Run this notebook: Open in Colab Open in Kaggle

matplotlib¶

Credits: Content forked from Parallel Machine Learning with scikit-learn and IPython by Olivier Grisel

Setting Global Parameters
Basic Plots
Histograms
Two Histograms on the Same Plot
Scatter Plots

%matplotlib inline
import pandas as pd
import numpy as np
import pylab as plt
import seaborn

Setting Global Parameters¶

Before creating any plots, it is good practice to configure global defaults that apply to all subsequent figures. plt.rc('figure', figsize=(10, 5)) sets the default width and height (in inches) so you do not have to specify it in every plot call. seaborn.set() applies a clean, publication-ready aesthetic – adjusting font sizes, grid lines, and color palettes – on top of matplotlib’s defaults. In data science workflows, consistent styling makes it easier to compare visualizations across notebooks and share them in reports.

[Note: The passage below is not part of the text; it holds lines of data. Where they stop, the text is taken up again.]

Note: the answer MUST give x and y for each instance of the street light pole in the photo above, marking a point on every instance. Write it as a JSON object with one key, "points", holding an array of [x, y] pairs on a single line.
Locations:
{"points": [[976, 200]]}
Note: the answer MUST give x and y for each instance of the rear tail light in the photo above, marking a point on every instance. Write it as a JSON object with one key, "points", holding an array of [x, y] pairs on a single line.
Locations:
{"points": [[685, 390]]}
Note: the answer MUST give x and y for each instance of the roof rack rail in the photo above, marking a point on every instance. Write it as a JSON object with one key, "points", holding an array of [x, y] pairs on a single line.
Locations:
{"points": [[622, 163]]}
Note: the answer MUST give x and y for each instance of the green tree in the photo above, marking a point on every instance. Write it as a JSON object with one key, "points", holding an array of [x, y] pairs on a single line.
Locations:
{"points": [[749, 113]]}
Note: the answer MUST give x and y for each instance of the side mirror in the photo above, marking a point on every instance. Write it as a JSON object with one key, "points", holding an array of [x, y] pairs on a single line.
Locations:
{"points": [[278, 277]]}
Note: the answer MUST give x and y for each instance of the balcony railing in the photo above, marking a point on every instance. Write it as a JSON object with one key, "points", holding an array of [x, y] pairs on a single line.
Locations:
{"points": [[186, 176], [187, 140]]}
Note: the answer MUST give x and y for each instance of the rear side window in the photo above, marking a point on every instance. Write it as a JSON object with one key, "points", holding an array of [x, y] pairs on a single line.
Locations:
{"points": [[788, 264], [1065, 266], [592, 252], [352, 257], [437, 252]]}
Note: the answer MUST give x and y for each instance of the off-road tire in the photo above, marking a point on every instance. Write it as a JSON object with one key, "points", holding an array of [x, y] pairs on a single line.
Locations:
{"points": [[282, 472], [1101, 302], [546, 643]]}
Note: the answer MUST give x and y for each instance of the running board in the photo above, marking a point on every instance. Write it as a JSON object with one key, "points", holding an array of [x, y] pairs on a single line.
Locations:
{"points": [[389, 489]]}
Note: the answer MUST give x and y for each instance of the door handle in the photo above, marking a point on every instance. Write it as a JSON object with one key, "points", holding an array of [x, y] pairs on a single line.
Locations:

# Set the global default size of matplotlib figures
plt.rc('figure', figsize=(10, 5))

# Set seaborn aesthetic parameters to defaults
seaborn.set()

Basic Line Plots¶

Line plots are the most fundamental visualization type, ideal for showing how a quantity changes across an ordered variable (typically time or a continuous input). plt.plot() accepts x and y arrays plus a format string – 'o-' means circular markers connected by solid lines, while 'x-' uses x-shaped markers. Adding legend(), title(), xlabel(), and ylabel() transforms a bare chart into a self-documenting figure. Below, we compare linear and quadratic growth side by side, a common pattern when evaluating algorithmic complexity or model scaling behavior.

x = np.linspace(0, 2, 10)

plt.plot(x, x, 'o-', label='linear')
plt.plot(x, x ** 2, 'x-', label='quadratic')

plt.legend(loc='best')
plt.title('Linear vs Quadratic progression')
plt.xlabel('Input')
plt.ylabel('Output');
plt.show()

Histograms¶

Histograms reveal the distribution of a single numeric variable by grouping values into bins and counting how many fall into each. They are essential for detecting skewness, multimodality, and outliers before building any model. np.random.normal() generates samples from a Gaussian distribution with specified loc (mean) and scale (standard deviation). The bins parameter controls resolution – too few bins hide structure, too many create noise. As a rule of thumb, start with 30-50 bins and adjust based on sample size.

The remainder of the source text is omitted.